I could go on about books and poetry for days, but one of the sad truths of my life in lit is that reading plays all day often leaves me too tired to read other things.
Who/what inspires you?
These days, as sappy as it sounds, my son does. He’s four, so every emotion is huge and powerfully felt and loudly expressed. Every day is filled with a thousand Why?’s. Watching his joy when he learned to crawl and walk was incredible, and now watching him learn to read is truly awe-inspiring – as is watching him fearlessly climb the 25’ rope structure thing in the park. All right, that last one is just terrifying. I don’t want to be one of those horrible people who will say that children make your life complete – my life was very complete without my son, and you don’t need to have a kid to be complete. I was, however, unfocused – that’s me. He has helped me focus, both because time is not my own anymore, and also because now there is someone to work for, and to work to make proud of me.
What is your dream project?
I’d love to do something like Rock & Roll again and again for the rest of my life. Collaborating with beloved friends on entertaining and meaningful projects. And being a generating artistic dramaturg instead of a note-giver and gadfly all the time.
If you could choose a team of five collaborators, living or dead, who would you choose?
I’d love to write a musical with Brecht or Wendy Wasserstein or Deb Laufer and have Jerome Robbins or Agnes DeMille or Twyla Tharp choreograph it to music by the Watson Twins…or Duran Duran…or Hole…
I’m not smart enough to work with Caryl Churchill. I’m not haunted enough to work with O’Neill. Tennessee Williams would find me a bore and a nag…
There are writers and musicians I dream daily of working with again. They know who they are. Same for a couple of directors.
My partner in life and crime, the noise boy Matt Callahan, is the person I always want to work with, and I think all people should.

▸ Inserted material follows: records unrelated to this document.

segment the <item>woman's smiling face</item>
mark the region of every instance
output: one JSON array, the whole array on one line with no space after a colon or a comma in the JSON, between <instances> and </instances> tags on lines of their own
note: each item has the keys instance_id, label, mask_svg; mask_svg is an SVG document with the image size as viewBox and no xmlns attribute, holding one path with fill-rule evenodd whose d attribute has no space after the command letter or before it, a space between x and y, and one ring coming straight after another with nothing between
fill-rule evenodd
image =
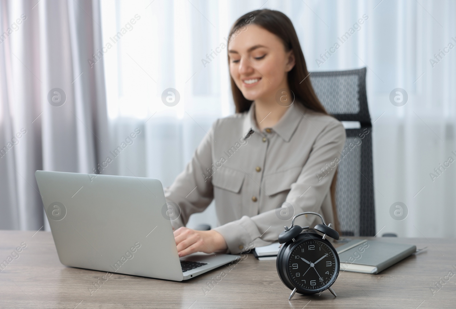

What are you working on right now?
I’m the Associate Director of American Revolutions: The United States History Cycle at the Oregon Shakespeare Festival. We have commissioned 21 of an eventual 37 projects that all deal with moments of change in American history. So, I read a lot and travel trying to identify writers/groups to commission, serve on the artistic staff here, do a lot of administrative stuff. It’s a great job at a great theater with great people.
What’s up next for you?
Naomi Wallace’s American Revolutions project – The Liquid Plain. It’s gorgeous and I will not do it the disservice of trying to blurb it here. Come see it. I’m going to try to blog some of the research and rehearsal process, but I can’t guarantee I’ll pull that off.
What advice would you like to impart to aspiring dramaturgs?
I would really say – and the other dramaturgs can disagree and come at me with torches and pitchforks if they want – not to think of dramaturgy as a job. As I said earlier, it is a skill. And a skill that you should be sharing with everyone around you if they’re not already unknowingly practicing it themselves. I wish I hadn’t been so specialized – I wish I would have continued with directing and writing especially. There are so few jobs in our field, and so few of them are actually fun, and so few of them lead to leadership positions where you can actually put your own ideas into action. You have to really think about what you want to do and make it happen for yourself. Create a path instead of applying for the 3 positions that open each year that get listed in ArtSearch. Aspire. And learn how to read and create a budget. For real. And aspire.
Thank you for sharing your insights, Julie! Watch for the huge coffee cup I’m sending to Ashland to thank you!